Postal Service gets rid of some mailboxes in Dayton

The U.S. Postal Service has decommissioned at least a handful of blue mailboxes in downtown Dayton, citing weak mail volumes at the collection points.

Mailboxes next to City Hall, the Dayton municipal and Montgomery County courts buildings, the Dayton Public Schools administration building and along West First Street have notices attached saying the collection points were scheduled for removal, many with deadlines that passed earlier this month.

The notices say recent studies found these boxes had insufficient mail volumes.

The decommissioned mailboxes in downtown are within blocks of mailboxes that remain in service.

A couple of mailboxes with posted removal notices are right next to boxes that appear to still be in operation.

The U.S. Postal Service has removed mail collection boxes from other U.S. communities, which officials attributed to declining mail volume during the coronavirus outbreak. At least a dozen mailboxes also were removed from across Montana.

This week, U.S. Sen.
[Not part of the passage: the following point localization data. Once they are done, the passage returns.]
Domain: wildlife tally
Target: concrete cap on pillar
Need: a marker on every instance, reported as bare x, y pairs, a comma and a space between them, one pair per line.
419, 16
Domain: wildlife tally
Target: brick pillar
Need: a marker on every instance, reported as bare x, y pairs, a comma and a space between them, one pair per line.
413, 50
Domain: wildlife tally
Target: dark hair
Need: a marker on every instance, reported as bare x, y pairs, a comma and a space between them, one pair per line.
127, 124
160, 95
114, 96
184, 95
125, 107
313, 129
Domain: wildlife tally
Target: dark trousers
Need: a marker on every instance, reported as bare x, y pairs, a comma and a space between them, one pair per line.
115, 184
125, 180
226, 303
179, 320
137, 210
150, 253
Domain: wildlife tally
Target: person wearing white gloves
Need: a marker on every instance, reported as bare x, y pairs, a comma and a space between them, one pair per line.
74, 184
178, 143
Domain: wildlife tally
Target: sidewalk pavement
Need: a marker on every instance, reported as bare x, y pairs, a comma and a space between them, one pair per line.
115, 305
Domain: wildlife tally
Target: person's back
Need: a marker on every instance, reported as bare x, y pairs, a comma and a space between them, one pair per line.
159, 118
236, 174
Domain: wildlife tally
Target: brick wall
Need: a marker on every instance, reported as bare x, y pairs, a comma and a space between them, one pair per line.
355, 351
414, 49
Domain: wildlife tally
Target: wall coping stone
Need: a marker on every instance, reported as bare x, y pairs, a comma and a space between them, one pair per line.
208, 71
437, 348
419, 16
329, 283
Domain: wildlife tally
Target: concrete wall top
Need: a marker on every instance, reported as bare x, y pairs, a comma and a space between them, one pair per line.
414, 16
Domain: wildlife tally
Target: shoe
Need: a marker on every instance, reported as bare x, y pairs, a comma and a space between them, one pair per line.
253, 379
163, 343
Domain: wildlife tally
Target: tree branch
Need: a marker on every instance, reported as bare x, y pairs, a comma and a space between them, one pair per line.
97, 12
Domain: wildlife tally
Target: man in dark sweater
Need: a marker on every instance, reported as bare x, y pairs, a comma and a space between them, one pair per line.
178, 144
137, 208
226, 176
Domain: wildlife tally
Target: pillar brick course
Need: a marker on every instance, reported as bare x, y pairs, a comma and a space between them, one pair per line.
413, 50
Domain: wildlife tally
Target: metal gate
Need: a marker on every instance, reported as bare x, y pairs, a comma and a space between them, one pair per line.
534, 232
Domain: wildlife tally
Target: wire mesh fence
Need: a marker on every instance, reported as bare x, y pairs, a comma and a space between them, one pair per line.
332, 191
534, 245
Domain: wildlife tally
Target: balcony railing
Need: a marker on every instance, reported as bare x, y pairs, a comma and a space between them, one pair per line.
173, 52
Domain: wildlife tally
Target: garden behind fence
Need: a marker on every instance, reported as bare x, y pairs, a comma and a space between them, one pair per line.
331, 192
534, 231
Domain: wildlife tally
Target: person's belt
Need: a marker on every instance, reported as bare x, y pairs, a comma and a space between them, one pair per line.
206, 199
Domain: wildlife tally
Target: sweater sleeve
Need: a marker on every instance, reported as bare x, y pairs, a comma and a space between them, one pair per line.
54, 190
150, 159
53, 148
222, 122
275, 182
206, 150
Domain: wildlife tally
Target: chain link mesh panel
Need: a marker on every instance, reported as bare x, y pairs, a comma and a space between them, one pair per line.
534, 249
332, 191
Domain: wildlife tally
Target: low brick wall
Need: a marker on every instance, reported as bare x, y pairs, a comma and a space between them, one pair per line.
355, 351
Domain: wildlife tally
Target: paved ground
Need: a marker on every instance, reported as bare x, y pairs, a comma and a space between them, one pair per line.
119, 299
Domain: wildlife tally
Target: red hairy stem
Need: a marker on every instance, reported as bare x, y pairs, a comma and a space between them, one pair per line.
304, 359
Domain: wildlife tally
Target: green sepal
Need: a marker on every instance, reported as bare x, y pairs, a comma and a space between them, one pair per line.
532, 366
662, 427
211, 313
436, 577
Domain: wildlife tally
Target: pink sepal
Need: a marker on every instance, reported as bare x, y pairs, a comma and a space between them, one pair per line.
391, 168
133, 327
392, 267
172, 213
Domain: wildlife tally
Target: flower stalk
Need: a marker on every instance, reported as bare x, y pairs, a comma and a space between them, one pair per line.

Jon Tester, D-Montana, demanded an explanation from Postmaster General Louis DeJoy about why mailboxes were removed from communities in his state.

“These actions set my hair on fire and they have real life implications for folks in rural America and their ability to access critical postal services like paying their bills and voting in upcoming elections,” he said in a prepared statement.

The Postal Service has been in news lately because some Democratic lawmakers have accused the Trump administration of interfering with the agency’s operations ahead of the upcoming election, when there could be a large increase in vote-by-mail.